Numa manhã de domingo, um dia em que a jovem pôde finalmente reservar suas energias para uma longa sessão de prantos dolorosos, o céu estava mais radiante do que nunca. Era meio de setembro, próximo à data que marcava os quatro anos de início de namoro entre ela e o canalha, e Antonella estava certa de que não abandonaria sua cama por nada; a menos, é claro, que algum problema urgente emergisse, como uma guerra nuclear, um furacão ou até mesmo sua mãe lhe pedindo para comprar ingredientes no mercado.

— Filha? — Dolores, uma senhora baixa de pele branca e cabelos escuros como o mogno, era a mulher que Antonella tinha a honra de tratar como mãe. Divorciada há dez anos, a cozinheira se livrara de um casamento abusivo que nada lhe acrescentou além de traumas. Pelo visto, o mau gosto para homens era genético. — Posso te pedir uma coisa?

A moça rolou pela cama, afastando uma mecha de cabelo negro de seus olhos profundamente azuis. Deixou que viesse ao seu campo de visão uma tatuagem de caveira, uma das muitas marcas que havia gravado na pele; esta, no entanto, ela fizera junto a Leandro. Seu único desejo era escalpelar a pele do braço até que estivesse em carne viva, somente para que não mais se lembrasse da influência que o músico tinha em sua vida.

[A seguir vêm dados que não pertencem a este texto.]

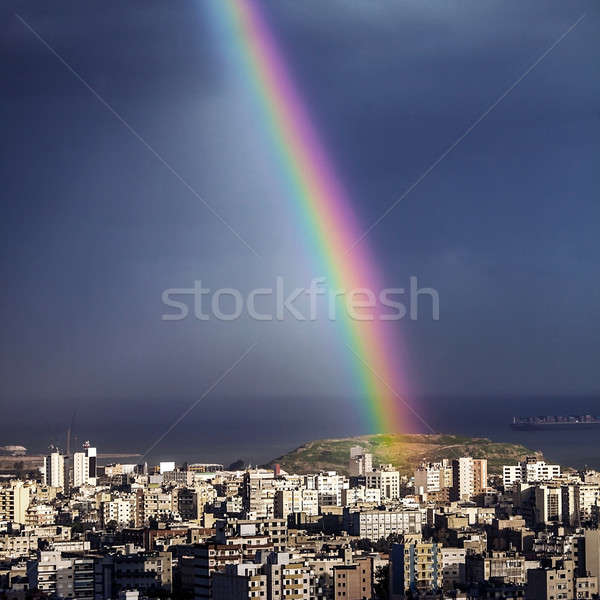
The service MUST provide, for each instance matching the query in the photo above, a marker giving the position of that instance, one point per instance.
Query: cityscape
(76, 528)
(300, 300)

— Pode. — Limpou uma lágrima com o indicador.

— Eu sei que você está amuadinha, mas é que eu... — Dolores esfregou o próprio braço, incerta de que tirar sua filha da cama naquelas condições seria uma boa ideia. — Eu estou fazendo aquela torta que você gosta, mas não tem farinha em casa. Você sabe que eu não tenho problema em dar um pulo no mercado a pé, mas já é quase meio dia e ele vai fechar...

A moça espiou o relógio com o canto do olho; faltavam quinze minutos para o meio dia. Embora Dolores fosse muito prestativa, ela não sabia dirigir; cabia a Antonella realizar este favor para sua mãe.

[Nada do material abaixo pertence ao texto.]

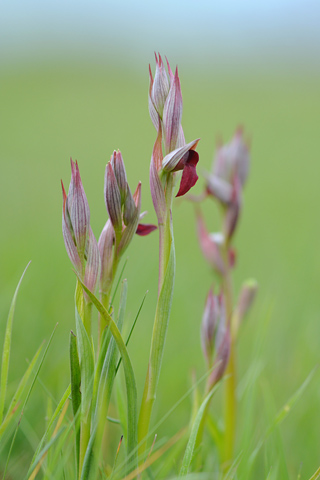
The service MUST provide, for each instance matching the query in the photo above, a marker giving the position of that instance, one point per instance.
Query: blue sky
(199, 30)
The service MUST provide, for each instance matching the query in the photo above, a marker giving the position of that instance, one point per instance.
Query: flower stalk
(225, 184)
(165, 107)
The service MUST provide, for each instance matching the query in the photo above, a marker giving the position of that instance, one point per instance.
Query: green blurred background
(74, 82)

— Já estou indo. — A moça ajeitou as dobras da camiseta e tirou uma chave de carro da escrivaninha. — Volto em vinte minutos.

— Querida, não precisa ir se não quiser... — Dolores tentou ainda tirar aquele peso de sua mente, mas a verdade é que fazer um favor para uma pessoa que tanto a havia ajudado não era martírio algum.

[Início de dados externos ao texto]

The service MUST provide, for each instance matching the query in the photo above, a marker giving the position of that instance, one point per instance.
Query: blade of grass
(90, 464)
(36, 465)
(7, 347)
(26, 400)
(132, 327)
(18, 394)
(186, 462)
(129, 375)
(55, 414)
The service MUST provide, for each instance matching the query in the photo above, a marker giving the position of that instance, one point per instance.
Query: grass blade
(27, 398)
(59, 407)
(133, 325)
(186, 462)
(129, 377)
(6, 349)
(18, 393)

— Está tudo bem. — No final das contas, talvez Antonella realmente estivesse precisando rever a luz do sol. — Logo eu volto com a sua farinha, mãe.

***

A imensa fila do caixa não era nada animadora para a ex-guitarrista.

Enquanto idosos confusos realizavam as volumosas compras do mês, Antonella batia vertiginosamente com os pés no chão de porcelana do mercado. Não escondia sua impaciência, torcendo para que alguns daqueles compradores fossem caridosos com ela e deixassem que a moça passasse à sua frente, mas nenhum deles pareceu se importar. Já era quase meio dia e dez e a jovem não suportava mais o calor estafante do local, mas, no final das contas, não podia exigir muito mais daquelas pessoas; afinal, eram clientes tão irritadiços quanto ela, que em nada eram responsáveis pelo fato de uma enorme rede de supermercados ter escolhido pôr um único caixa para operar ao fim do expediente em um domingo.

Enquanto estava absorta na sua ira, pensava menos em Leandro. Queria acreditar que, com o tempo, seria capaz de voltar a sair com outros rapazes e moças, mas quem ela queria enganar? Estivera com o músico por tanto tempo que desaprendera a flertar. E, no final das contas, será que havia alguém que verdadeiramente se interessaria por Antonella? Moças como ela não eram dignas do amor. Talvez o que restasse à garota fosse a eterna solteirice, e isso não era realmente ruim. Seu gato Bolota não lhe mandaria mensagens de madrugada para avisá-la que não havia espaço para si em sua vida.